Les médecins légistes en formation menacent d’arrêter leurs études ou de changer de spécialité. Ils jugent inconcevable que le titre de médecin légiste soit accordé à des praticiens détenteurs de simples certificats de médecine légale accordés suite à de petites semaines de formation et sans obligation aucune de passer par quelque concours que ce soit.
« 12 médecins légistes sont en formation depuis novembre dernier. Ils sont censés faire un cursus de quatre ans d’étude pour devenir des spécialistes. Mais aujourd’hui, ils se posent la question de l’utilité de ces quatre longues années de formation  académique alors que certains de leurs pairs ont choisi une voie plus courte et extrêmement rapide », nous a  indiqué Ahmed Belhouss, professeur à la Faculté de médecine et de pharmacie et secrétaire général local du SNESup à Casablanca. Et de poursuivre : « En effet, il y a des médecins qui  décrochent des certificats de médecine légale suite à une formation superficielle de quelques semaines notamment en  autopsie alors la médecine légale dépasse ce seul domaine puisqu’il s’agit d’une spécialité de la médecine qui détermine les causes des  lésions et/ou du décès d'une victime liées à l'activité thanatologique ».

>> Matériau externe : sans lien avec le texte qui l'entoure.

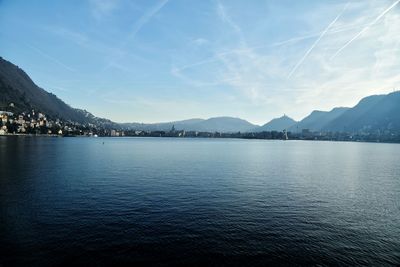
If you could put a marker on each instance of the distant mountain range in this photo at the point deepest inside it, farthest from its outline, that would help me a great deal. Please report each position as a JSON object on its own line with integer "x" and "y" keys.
{"x": 278, "y": 124}
{"x": 217, "y": 124}
{"x": 17, "y": 88}
{"x": 372, "y": 113}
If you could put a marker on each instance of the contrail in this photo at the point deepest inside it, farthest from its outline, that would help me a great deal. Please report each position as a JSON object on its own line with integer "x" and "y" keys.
{"x": 316, "y": 41}
{"x": 144, "y": 19}
{"x": 366, "y": 28}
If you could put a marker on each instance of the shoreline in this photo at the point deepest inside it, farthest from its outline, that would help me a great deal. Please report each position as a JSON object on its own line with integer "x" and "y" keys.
{"x": 200, "y": 137}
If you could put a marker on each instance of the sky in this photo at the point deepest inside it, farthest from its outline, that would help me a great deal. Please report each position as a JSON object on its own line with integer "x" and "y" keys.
{"x": 165, "y": 60}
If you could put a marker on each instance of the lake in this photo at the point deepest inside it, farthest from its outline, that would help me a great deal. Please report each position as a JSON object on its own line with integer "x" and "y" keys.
{"x": 182, "y": 201}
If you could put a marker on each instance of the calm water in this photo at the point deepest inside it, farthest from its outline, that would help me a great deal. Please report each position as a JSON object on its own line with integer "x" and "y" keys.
{"x": 160, "y": 201}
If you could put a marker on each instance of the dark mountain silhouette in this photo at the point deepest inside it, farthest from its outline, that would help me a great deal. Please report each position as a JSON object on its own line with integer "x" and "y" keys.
{"x": 317, "y": 120}
{"x": 372, "y": 113}
{"x": 278, "y": 124}
{"x": 217, "y": 124}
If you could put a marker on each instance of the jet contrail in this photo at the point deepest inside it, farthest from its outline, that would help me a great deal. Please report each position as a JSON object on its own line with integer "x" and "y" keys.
{"x": 366, "y": 28}
{"x": 316, "y": 41}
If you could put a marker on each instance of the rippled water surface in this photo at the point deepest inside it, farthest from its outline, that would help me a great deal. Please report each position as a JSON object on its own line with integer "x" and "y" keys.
{"x": 161, "y": 201}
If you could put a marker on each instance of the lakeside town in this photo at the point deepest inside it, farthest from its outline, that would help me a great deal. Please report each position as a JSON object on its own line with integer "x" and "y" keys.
{"x": 37, "y": 123}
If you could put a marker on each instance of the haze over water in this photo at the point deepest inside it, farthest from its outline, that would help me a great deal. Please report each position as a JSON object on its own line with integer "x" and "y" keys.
{"x": 79, "y": 201}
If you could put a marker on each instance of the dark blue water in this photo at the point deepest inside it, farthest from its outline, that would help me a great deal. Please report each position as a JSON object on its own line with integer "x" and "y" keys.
{"x": 160, "y": 201}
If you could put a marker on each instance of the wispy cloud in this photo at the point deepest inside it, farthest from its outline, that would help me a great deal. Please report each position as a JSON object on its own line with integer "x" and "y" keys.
{"x": 143, "y": 20}
{"x": 51, "y": 58}
{"x": 316, "y": 41}
{"x": 365, "y": 29}
{"x": 101, "y": 8}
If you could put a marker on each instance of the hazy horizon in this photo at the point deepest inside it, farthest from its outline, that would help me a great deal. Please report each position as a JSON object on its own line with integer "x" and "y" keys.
{"x": 158, "y": 61}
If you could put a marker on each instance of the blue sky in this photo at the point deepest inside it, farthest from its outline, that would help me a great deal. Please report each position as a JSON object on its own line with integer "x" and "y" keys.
{"x": 152, "y": 61}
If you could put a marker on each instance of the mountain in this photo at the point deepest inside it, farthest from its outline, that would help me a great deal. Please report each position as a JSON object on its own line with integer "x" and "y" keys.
{"x": 317, "y": 120}
{"x": 277, "y": 124}
{"x": 16, "y": 87}
{"x": 377, "y": 112}
{"x": 162, "y": 126}
{"x": 217, "y": 124}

Selon notre source, ces médecins font une petite formation et demandent l’équivalence de leurs certificats au ministère de l’Enseignement supérieur et au Conseil des médecins. «  Il y a donc une injustice et cela pousse plusieurs futurs médecins légistes à s’interroger sur l’utilité de faire une formation de longue durée alors qu’il y a une voie plus courte et que la loi est claire. Celle-ci stipule que c’est le résidanat qui permet à chaque médecin généraliste de faire une spécialité après avoir passé un concours d’accès et un classement.  

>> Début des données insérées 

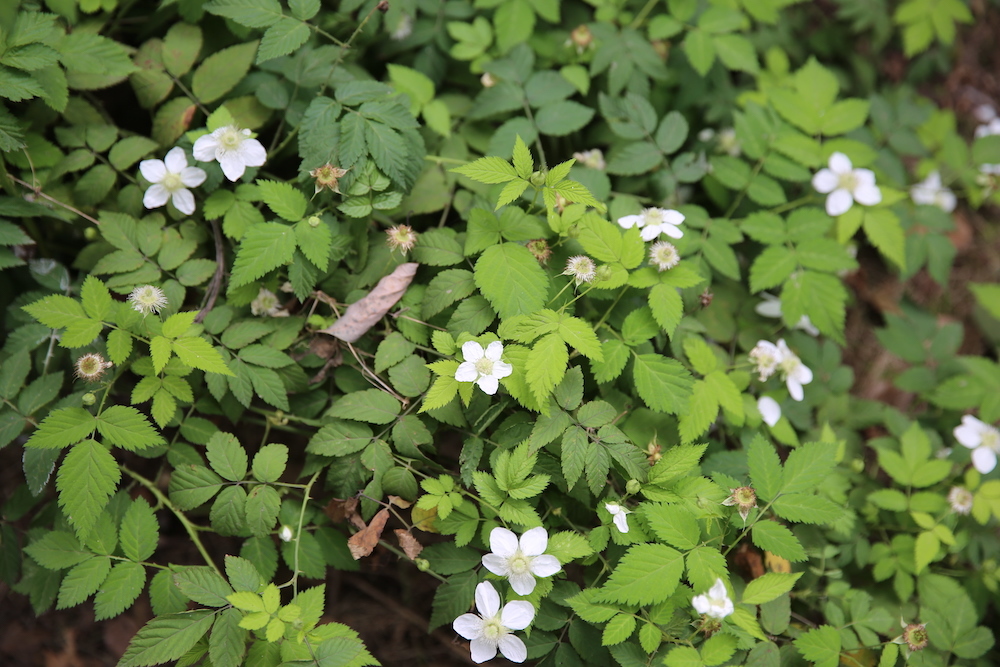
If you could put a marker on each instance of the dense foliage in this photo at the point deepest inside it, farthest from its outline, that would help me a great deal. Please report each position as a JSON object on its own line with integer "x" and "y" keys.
{"x": 549, "y": 298}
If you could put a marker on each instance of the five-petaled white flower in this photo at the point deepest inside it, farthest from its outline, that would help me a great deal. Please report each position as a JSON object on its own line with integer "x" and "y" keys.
{"x": 654, "y": 221}
{"x": 520, "y": 561}
{"x": 618, "y": 515}
{"x": 715, "y": 603}
{"x": 769, "y": 410}
{"x": 982, "y": 439}
{"x": 483, "y": 366}
{"x": 931, "y": 192}
{"x": 771, "y": 307}
{"x": 846, "y": 185}
{"x": 491, "y": 630}
{"x": 147, "y": 299}
{"x": 171, "y": 178}
{"x": 233, "y": 148}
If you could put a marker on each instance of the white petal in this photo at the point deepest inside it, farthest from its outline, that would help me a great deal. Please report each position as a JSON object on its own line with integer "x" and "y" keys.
{"x": 840, "y": 163}
{"x": 517, "y": 615}
{"x": 869, "y": 195}
{"x": 825, "y": 181}
{"x": 466, "y": 372}
{"x": 503, "y": 542}
{"x": 183, "y": 201}
{"x": 534, "y": 541}
{"x": 204, "y": 148}
{"x": 487, "y": 600}
{"x": 545, "y": 565}
{"x": 469, "y": 626}
{"x": 232, "y": 166}
{"x": 153, "y": 171}
{"x": 494, "y": 350}
{"x": 984, "y": 459}
{"x": 502, "y": 369}
{"x": 193, "y": 176}
{"x": 483, "y": 650}
{"x": 513, "y": 648}
{"x": 472, "y": 351}
{"x": 839, "y": 202}
{"x": 769, "y": 410}
{"x": 156, "y": 196}
{"x": 522, "y": 583}
{"x": 488, "y": 384}
{"x": 498, "y": 565}
{"x": 175, "y": 161}
{"x": 252, "y": 153}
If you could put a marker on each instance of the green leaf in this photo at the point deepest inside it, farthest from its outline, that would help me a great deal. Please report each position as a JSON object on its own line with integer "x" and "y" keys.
{"x": 269, "y": 462}
{"x": 61, "y": 428}
{"x": 646, "y": 574}
{"x": 765, "y": 468}
{"x": 778, "y": 540}
{"x": 768, "y": 587}
{"x": 127, "y": 428}
{"x": 139, "y": 531}
{"x": 166, "y": 638}
{"x": 87, "y": 477}
{"x": 820, "y": 646}
{"x": 509, "y": 276}
{"x": 663, "y": 384}
{"x": 227, "y": 456}
{"x": 264, "y": 247}
{"x": 119, "y": 590}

Le  Pr Ahmed Belhouss estime que les diplômes et les certificats ne doivent pas être délivrés en dehors du cadre légal et que seules les universités et les facultés doivent avoir cette prérogative. « Ces dernières doivent garder le  monopole », nous a-t-il déclaré. Et de préciser : « ll ne s’agit pas d’un privilège mais plutôt d’une disposition édictée par la loi et qui se doit d’être respectée.  Notre vrai souci est de voir émerger des écoles, des associations ou des personnes physiques qui font de la vente de diplômes un juteux business alors qu’il s’agit d’une formation très importante qui peut causer des torts incommensurables aux justiciables».
En fait, le rôle de la médecine légale est crucial dans le domaine pénal notamment dans la constatation des violences physiques, psychiques et sexuelles, dans l’identification de l’auteur d’une infraction, dans la détermination de l’âge et de l’aptitude à la détention ainsi que dans l’investigation en cas d’allégation de torture et de détermination de la responsabilité pénale psychiatrique...  L’importance de la médecine légale est également patente dans le domaine civil puisqu’elle évalue les dommages corporels, la mise sous tutelle, l’expertise en responsabilité médicale ...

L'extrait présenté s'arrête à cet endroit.